If you are building code generation tools, also track code execution success rate, etc.
These are only starting points. You must tailor the metrics to your specific business. But in general, once you decide what to measure, you’re close to understanding your business. You’ll then choose suitable models and prompts and integrate them with engineering.
Clean Data: The Key to High-Quality Evaluation
After defining metrics, the next step is cleaning high-quality data for evaluation. Different evaluation objectives require different data sets. You will likely need to create your own datasets, using online data, manually curated data, or existing data with annotations.
Data cleaning is time-consuming. You need to remove errors, duplicates, incomplete information, format the data consistently, remove useless information, and normalize the data.
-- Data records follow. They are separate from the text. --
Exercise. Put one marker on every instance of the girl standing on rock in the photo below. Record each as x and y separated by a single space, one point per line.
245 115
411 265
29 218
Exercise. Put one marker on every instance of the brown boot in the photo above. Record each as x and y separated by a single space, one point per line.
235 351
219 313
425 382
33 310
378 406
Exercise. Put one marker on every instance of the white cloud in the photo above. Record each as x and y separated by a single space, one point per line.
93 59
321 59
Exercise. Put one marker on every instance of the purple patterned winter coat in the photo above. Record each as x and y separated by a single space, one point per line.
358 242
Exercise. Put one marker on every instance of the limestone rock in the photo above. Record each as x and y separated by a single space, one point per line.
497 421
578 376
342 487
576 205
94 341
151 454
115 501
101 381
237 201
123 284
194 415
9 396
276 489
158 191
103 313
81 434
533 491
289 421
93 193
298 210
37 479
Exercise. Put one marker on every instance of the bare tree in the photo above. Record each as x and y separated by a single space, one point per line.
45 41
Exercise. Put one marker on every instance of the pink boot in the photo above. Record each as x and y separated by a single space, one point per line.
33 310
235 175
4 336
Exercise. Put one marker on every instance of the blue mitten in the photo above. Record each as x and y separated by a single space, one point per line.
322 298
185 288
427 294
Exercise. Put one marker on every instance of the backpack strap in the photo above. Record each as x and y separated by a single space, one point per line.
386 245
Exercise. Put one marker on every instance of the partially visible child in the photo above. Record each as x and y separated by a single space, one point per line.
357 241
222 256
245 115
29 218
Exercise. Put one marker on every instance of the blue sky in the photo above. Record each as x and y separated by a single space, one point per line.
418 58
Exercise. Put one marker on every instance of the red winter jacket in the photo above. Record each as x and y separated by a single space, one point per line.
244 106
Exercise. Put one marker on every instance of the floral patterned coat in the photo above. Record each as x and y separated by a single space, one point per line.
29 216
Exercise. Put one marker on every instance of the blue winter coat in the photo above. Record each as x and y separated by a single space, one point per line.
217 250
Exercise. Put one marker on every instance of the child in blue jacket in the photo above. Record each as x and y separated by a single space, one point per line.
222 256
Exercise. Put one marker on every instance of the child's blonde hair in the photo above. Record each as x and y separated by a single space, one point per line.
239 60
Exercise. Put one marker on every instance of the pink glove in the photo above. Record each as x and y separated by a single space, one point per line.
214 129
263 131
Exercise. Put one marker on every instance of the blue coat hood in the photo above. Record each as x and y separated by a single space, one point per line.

If your data contains sensitive information, be sure to anonymize it for privacy.
Plan data collection and cleaning upfront to reduce pressure later and ensure adequate staffing.
Also, pay attention to your dataset’s quality (representativeness, accuracy, diversity, and completeness), scale, and data bias. Ensure your data doesn’t introduce biases that drive the model in the wrong direction.
Once you have quality data, the following steps are simpler: Maintain your data, update it regularly, adapt it to your business, and continuously evaluate your system and model to ensure metrics remain healthy.
Continuous Evaluation: A Standardized Process
Evaluation isn’t a one-off event. LLMs are constantly evolving, especially in cloud API scenarios, and your live data may also change. Therefore, you need continuous evaluation. Perform it regularly (e.g., weekly, monthly, or after significant releases) and integrate it into your project development workflow. This will help you identify issues and iterate quickly. Continuous evaluation isn’t optional; it’s essential for the LLM application era.
Evaluation as a Business Imperative
In the LLM era, evaluation is the business; it’s no longer optional, but essential for success. Without evaluation, your product is like a ship without a compass. As LLMs play an increasingly important role, they’re no longer an add-on, but the foundation of success. Thus, product managers and project members must understand business evaluation. A somewhat controversial statement is that if evaluation accounts for less than 30% of the business process, that business has at least a 50% optimization potential. Without evaluation, you won’t know your current status or limits, and therefore cannot improve.